UII UPDATE 480 | MARCH 2026
The development of large language models (LLMs) is a complex process, requiring specialized infrastructure and skills, as well as the ability to differentiate the result — since there is little value in replicating the work done by others.
It is becoming clear that few organizations will choose to train their own LLMs, opting instead to rely on the growing number of commercial and open-weight models. This is a sign of market maturity: when organizations need enterprise software, they don't build it from scratch; they purchase it from established vendors or deploy open-source alternatives.
After choosing a model, the next step is to determine where it will be hosted to perform inference — using a copy of the model to generate outputs in response to user inputs. Here too, the choices are becoming clearer, with distinct benefits and drawbacks to delivering AI on-premises, in colocation, cloud, or as a service.
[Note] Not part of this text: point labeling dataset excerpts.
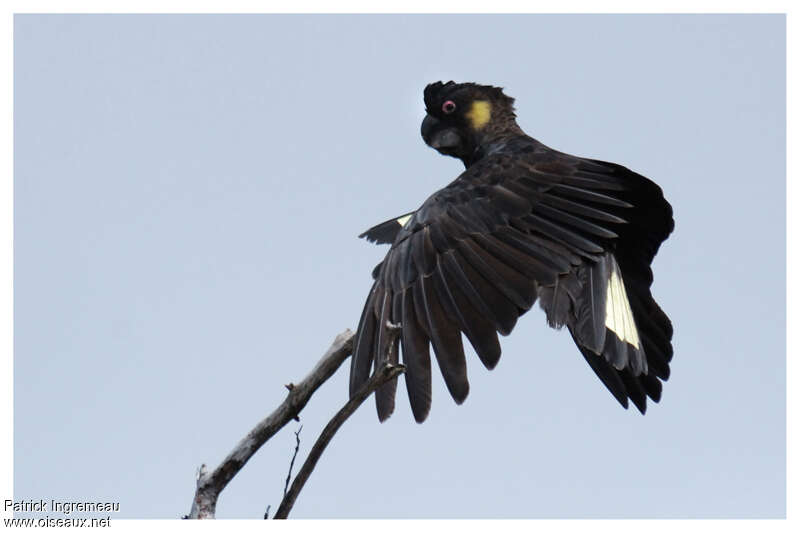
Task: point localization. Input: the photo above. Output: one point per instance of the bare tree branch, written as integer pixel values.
(209, 486)
(383, 375)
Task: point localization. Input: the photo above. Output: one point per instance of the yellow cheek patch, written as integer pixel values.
(479, 114)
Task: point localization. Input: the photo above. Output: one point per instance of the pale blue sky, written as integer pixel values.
(188, 191)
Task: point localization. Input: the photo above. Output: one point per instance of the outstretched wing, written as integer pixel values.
(477, 255)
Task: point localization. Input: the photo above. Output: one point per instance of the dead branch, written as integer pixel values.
(209, 486)
(383, 375)
(291, 465)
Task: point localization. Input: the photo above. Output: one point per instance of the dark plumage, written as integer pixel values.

A recent Uptime Intelligence report explored the economics of inference across data center venues (see Where to deploy AI inference: a guide to the economics). Based on its findings, we can make three further observations:
1: Running generative AI in your own data center can be the lowest-cost option — but few organizations will be able to achieve these savings.
The report demonstrates that consistently high hardware utilization is the key to cost-efficient AI compute. Hyperscale cloud providers can deliver lower-cost services primarily due to the economies of scale and their ability to maximize the use of their virtualized IT infrastructure. Enterprises can only match them by leveraging existing infrastructure and in-house skills (essentially sunk costs), while maintaining high utilization of the hardware.
In practice, however, few organizations track server utilization, and even fewer manage it. The Uptime Institute IT and Power Efficiency Survey 2024 found that 53% of respondents had no utilization objective for their overall server fleet. Among those that did, only 29% reported average utilization above 65% — the threshold at which AI infrastructure becomes more cost-effective on-premises.
In addition, hardware utilization for LLM-based services is notoriously difficult to predict; it is shaped by the hidden system prompts provided by developers, the complexity of the end-user inputs, and the number of tokens generated in response. This inherent unpredictability of the workload makes the public cloud more attractive, as it allows customers to only pay for the capacity they use.
2: The choice of the model will sometimes dictate the choice of infrastructure — and vice versa.
While latency, data locality, governance, and operational control are important considerations, enterprises also need to account for limited model portability.
Organizations planning to use flagship models from providers such as OpenAI or Anthropic are restricted to consuming them as a service or via a cloud platform (which is more expensive). These models cannot be deployed on-premises or in a colocation environment. Furthermore, opting to use efficient inference hardware developed by a cloud vendor (e.g., Google TPUs, AWS Trainium or Microsoft Maia) locks an organization into purchasing the vendor's cloud services and using models that have been adapted to run on that hardware. Therefore, decisions about hardware and data center venue should not be taken separately from decisions about the choice of LLMs.
Freely distributed open-weight models paired with GPU-based servers from vendors such as Dell, HPE, Lenovo and Supermicro offer the greatest flexibility in deployment. This path is likely to emerge as the preferred option for enterprises requiring full control over their data during inference.
3: Smaller models are a little less capable and a lot cheaper to run.
The gap between the facility requirements of typical corporate IT — averaging around 7 kW per rack in 2025 — and the demands of dense AI compute necessary to deploy the so-called "frontier" models is widening. If an AI cluster cannot be accommodated within existing data halls and necessitates additional space, any cost savings over public cloud evaporate.
Not all models require dense, liquid-cooled infrastructure. Smaller, less complex LLMs are capable of delivering functionality such as transcription, translation and summarization, and can be deployed on-premises within existing facilities with minimal changes to cooling and power distribution (see Why bigger is not better: gen AI models are shrinking).
For organizations starting small, leveraging in-house facilities or existing colocation space can be the more attractive option; the cost per token remains low even without achieving high hardware utilization. This is likely why, despite the commercial attraction of public cloud, Uptime Intelligence surveys show on-premises data centers as the most popular venue for AI workloads.